« Kokaïne Airlines » sous les verrous

Et pourquoi le théâtre ne franchirait pas la porte des prisons ? Même avec un titre provocateur comme Kokaïne Airlines ?

Et pourquoi le théâtre ne franchirait pas la porte des prisons ? Même avec un titre provocateur comme Kokaïne Airlines ? Surtout. D'abord parce que la 146e représentation de la pièce du bisontin Guy Boley a été, hier, le support d'une action d'éducation à la santé, de « sensibilisation des détenus aux problèmes de toxicomanie », explique la directrice de la maison d'arrêt, Corinne Puglierini. 
Seule sur une scène dépouillée de tout artifice, la comédienne Cécile Thévenot tient la cinquantaine de spectateurs en haleine, malgré les fréquents bruits de clés et de serrures. Elle joue tour à tour trois personnages : une jeune droguée en souffrance, sa mère disant au juge ses efforts et son amour, sa soeur enregistrant un message qu'elle lui enverra en prison : « frangine, je t'aime... » 
Les trois monologues ont été écrits à partir d'entretiens réalisés par l'auteur avec des toxicomanes et leurs proches à la suite de la chute d'un réseau. D'où leur intensité et leur vérité humaine. 

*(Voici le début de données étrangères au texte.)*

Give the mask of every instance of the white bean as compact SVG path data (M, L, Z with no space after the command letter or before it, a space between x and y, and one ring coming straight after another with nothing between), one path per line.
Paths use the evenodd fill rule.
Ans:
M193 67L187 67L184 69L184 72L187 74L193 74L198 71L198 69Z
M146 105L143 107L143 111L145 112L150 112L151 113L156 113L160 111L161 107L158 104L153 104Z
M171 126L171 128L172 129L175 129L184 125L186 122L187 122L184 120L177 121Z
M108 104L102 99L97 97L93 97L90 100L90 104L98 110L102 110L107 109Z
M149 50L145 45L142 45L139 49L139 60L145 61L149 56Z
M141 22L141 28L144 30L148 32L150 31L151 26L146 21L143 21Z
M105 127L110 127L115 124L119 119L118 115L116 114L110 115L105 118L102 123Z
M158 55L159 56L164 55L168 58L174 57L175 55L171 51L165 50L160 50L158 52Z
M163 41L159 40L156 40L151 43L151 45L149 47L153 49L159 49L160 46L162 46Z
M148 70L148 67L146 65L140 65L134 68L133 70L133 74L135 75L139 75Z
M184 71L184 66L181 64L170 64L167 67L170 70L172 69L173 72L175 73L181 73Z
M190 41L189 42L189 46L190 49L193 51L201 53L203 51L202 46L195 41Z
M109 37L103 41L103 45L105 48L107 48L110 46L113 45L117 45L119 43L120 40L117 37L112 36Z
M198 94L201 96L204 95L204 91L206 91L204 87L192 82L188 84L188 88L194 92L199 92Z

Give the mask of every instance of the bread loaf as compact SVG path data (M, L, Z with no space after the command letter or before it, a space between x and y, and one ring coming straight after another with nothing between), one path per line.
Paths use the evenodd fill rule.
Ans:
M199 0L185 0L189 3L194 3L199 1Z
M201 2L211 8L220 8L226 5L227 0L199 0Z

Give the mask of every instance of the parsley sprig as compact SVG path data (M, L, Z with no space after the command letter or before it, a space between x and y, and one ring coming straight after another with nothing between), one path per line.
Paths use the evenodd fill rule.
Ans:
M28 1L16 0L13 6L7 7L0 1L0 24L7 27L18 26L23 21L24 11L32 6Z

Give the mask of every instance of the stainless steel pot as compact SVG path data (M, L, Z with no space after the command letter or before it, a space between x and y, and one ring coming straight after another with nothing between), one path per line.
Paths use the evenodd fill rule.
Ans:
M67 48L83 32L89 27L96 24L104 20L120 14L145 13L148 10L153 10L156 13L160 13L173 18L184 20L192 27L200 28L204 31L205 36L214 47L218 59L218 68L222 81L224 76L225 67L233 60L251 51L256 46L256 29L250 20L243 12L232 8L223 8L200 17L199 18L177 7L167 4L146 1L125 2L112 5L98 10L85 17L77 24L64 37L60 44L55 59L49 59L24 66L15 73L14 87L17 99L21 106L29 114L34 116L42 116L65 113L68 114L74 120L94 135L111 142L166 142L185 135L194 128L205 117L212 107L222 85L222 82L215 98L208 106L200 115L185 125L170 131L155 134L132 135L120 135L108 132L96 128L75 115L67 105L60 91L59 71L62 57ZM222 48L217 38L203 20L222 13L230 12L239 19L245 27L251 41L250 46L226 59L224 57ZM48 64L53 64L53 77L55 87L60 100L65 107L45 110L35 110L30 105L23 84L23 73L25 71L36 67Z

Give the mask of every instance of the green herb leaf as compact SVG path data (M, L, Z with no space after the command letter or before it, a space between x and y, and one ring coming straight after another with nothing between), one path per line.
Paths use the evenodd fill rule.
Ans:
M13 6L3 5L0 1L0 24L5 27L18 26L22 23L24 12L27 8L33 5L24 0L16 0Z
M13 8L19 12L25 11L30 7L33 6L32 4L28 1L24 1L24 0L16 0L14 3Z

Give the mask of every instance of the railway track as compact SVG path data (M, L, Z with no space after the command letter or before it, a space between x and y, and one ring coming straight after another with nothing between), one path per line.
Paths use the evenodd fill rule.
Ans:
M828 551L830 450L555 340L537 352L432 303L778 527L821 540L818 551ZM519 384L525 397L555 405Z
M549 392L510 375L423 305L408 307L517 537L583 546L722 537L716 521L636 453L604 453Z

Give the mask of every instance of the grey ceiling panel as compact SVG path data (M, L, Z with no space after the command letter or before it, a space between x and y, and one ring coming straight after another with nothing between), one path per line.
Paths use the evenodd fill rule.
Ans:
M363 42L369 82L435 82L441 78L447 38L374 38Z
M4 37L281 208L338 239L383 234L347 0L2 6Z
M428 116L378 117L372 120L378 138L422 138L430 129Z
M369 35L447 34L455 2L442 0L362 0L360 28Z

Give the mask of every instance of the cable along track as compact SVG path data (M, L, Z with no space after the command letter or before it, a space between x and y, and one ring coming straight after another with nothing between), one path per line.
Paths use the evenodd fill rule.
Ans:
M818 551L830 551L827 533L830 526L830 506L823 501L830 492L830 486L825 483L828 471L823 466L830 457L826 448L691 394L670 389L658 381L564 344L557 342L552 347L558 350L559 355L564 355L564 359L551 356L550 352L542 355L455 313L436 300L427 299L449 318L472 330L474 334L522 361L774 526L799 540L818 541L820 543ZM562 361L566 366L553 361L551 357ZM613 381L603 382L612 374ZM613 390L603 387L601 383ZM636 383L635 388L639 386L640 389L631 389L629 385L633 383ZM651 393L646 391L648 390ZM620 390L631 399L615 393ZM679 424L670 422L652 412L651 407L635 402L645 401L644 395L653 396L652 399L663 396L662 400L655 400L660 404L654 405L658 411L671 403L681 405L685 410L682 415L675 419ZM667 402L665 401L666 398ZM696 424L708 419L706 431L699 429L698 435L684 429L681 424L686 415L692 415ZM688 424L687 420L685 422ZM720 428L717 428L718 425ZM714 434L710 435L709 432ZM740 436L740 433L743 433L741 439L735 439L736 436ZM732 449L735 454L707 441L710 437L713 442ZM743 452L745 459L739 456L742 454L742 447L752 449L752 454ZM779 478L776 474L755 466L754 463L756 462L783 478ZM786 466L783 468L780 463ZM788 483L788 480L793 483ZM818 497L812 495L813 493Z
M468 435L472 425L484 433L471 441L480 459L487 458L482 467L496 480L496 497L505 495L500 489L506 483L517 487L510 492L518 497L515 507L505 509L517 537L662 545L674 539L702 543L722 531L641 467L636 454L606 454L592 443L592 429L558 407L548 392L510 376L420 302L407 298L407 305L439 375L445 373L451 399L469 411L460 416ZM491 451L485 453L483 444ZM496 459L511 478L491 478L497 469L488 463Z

Commande du metteur en scène Dominique Farci, du Théâtre de Cristal, la pièce prend une autre dimension entre les scènes. Une voix d'hôtesse d'aéroport vante les mérites de Kokaïne Airlines. A côté du vécu des situations, la fiction analyse le marché de la drogue. « Vous souhaitez voyager à tout prix ? Avec Kokaïne Airlines départs toutes les heures, toutes les demi-heures, toutes les minutes, toutes les secondes... Toutes les destinations en une seule ligne... Des hépatites de toute beauté... Des millions de points de vente dans le monde entier. Kokaïne Airlaines, la seule compagnie où tous les avions sont sûr de s'écraser, et vous avec... » 
Un débat s'en suit entre les détenus, les artistes et Philippe Voillequin, directeur de Soléa, structure d'accompagnement des toxicomanes. Un quinquagénaire souligne « l'absence du père » dans la pièce. Guy Boley n'a quasiment parlé qu'avec des femmes, des mères, des soeurs... Le quinqua demande si le spectacle, beaucoup joué en milieu scolaire, a suscité des sevrages. « Des gens dans la came m'ont dit que la pièce montre bien les processus », répond Guy Boley. 
Un trentenaire place le débat au niveau sociétal : « la surconsommation des drogues est davantage un problème de société que de santé. C'est dû à l'explosion des structures familiales en Occident, aux gens trop préoccupés par le travail ou l'argent... » Il évoque la responsabilité des « marchands de flingues et de pétrole ». Philippe Voillequin admet : « C'est vrai, mais il y a d'autres phénomènes en cause ». 
Il surprend des plus jeunes en parlant de l'alcool comme d'une « drogue dure dont la plupart des gens font un usage modéré, comme avec le cannabis : il y a les festifs qui fument une fois de temps en temps, et ceux qu'on reçoit parce que ça leur pose problème ». Un homme fait le rapprochement avec les groupes de parole des associations d'anciens buveurs. Philippe Voillequin regrette n'avoir « ni la disponibilité ni les locaux » pour faire de même. Pourtant, « ce serait bien que ça existe : c'est utile de s'apercevoir qu'on n'est pas seul au monde... » Il parle de la nicotine, « très addictogène, autant que l'héroïne. C'est difficile d'arrêter le tabac car il ne change pas le comportement comme l'alcool... » 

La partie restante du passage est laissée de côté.